Si la Russie connaissait un niveau d’endettement comparable à celui des pays occidentaux au début des années 2000, la situation a radicalement changé depuis. Après la récession de 2009, le ratio Dette publique/PIB a explosé aux États-Unis (et dans nombre d’autres pays), tandis que celui de la Russie est descendu à un niveau qui ferait pâlir d’envie ses concurrents.
Rappelons que les données proposées dans ce dossier proviennent toutes de la même source et sont traitées selon une méthodologie homogène, ce qui permet de comparer des pays très divers. Dans son calcul du taux de pauvreté, la Banque mondiale tient compte des particularités locales (coût de la vie, accès à certains services gratuits, etc.). On peut donc affirmer en toute confiance que, au début des années 2000, la proportion de pauvres en Russie dépassait largement celle des États-Unis. Une décennie plus tard, le taux de pauvreté a radicalement baissé en Russie, tandis qu’il grimpait aux États-Unis. Contrairement aux croyances largement véhiculées dans les médias occidentaux, la proportion de pauvres est aujourd’hui nettement plus élevée aux États-Unis qu’en Russie.
Sur ce graphique, nous avons inclus le Japon, champion de l’espérance de vie (les États-Unis se situeraient plutôt en queue de peloton des pays occidentaux). Force est de constater que l’espérance de vie des Russes est sensiblement inférieure à celle des Américains. Au cours des années 1990 (période de la thérapie de choc néolibérale), on a même assisté à un effondrement dramatique et inusité de cet indicateur, à tel point qu’on se posait des questions sur la pérennité du peuple russe. Cependant, la tendance s’est radicalement retournée à partir de l’an 2000.

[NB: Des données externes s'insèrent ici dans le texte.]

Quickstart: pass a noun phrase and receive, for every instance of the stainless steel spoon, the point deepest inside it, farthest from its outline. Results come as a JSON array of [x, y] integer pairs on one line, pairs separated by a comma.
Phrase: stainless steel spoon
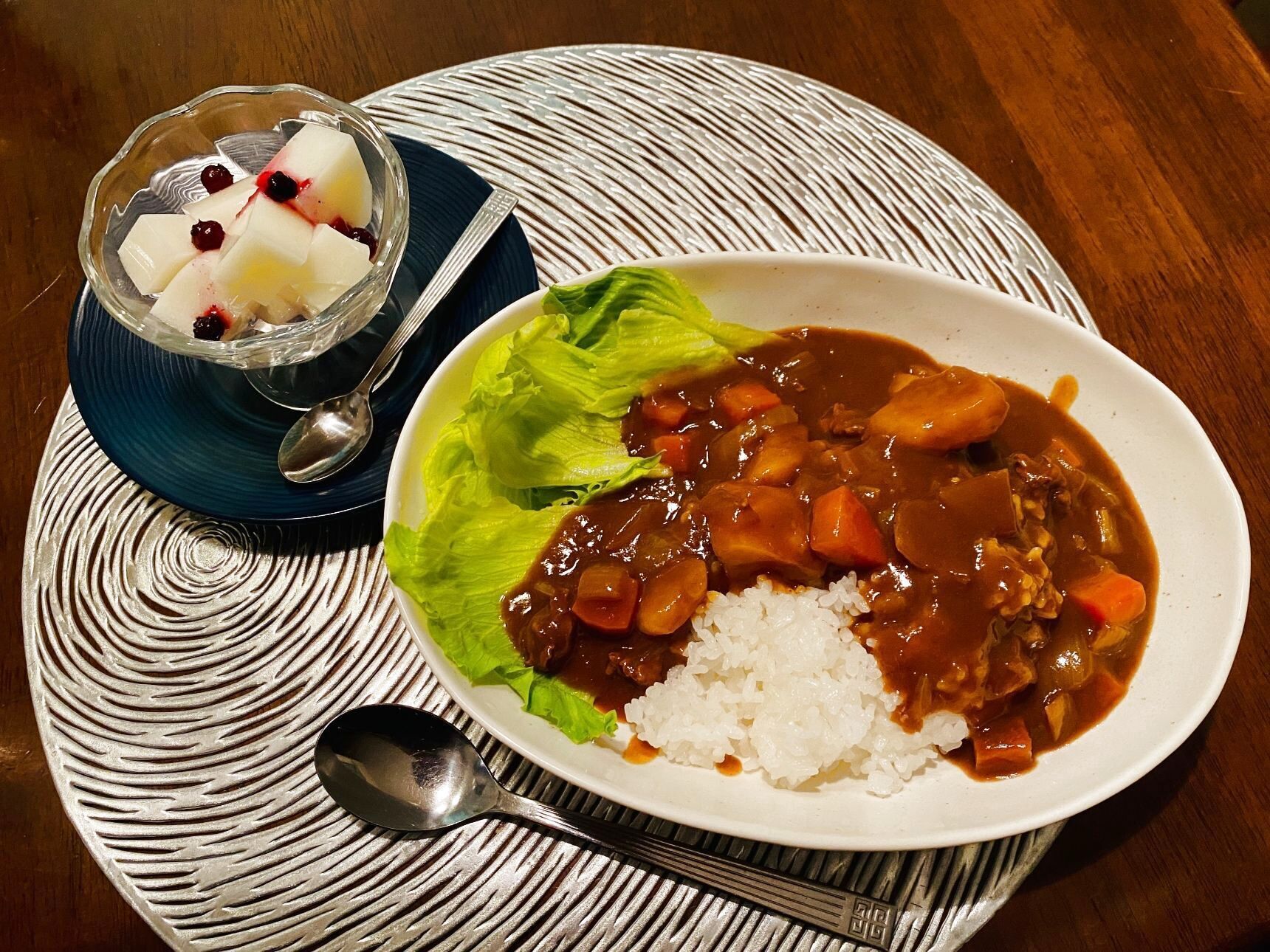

En conclusion, rappelons que le but de tout chercheur n’est pas de faire la promotion d’une idéologie ou d’un pays particuliers, mais plutôt de tendre vers la vérité. Les figures présentées ici démontrent de façon éloquente que cette réalité est parfois très éloignée du portrait véhiculé dans les grands médias. Nous invitons donc les étudiants à profiter davantage des bases de données disponibles en ligne, en essayant, par exemple, de déceler les points faibles de l’économie russe (que nous avons sans doute négligés), ou en se livrant à de nouvelles comparaisons (autres pays, autres variables, autres époques).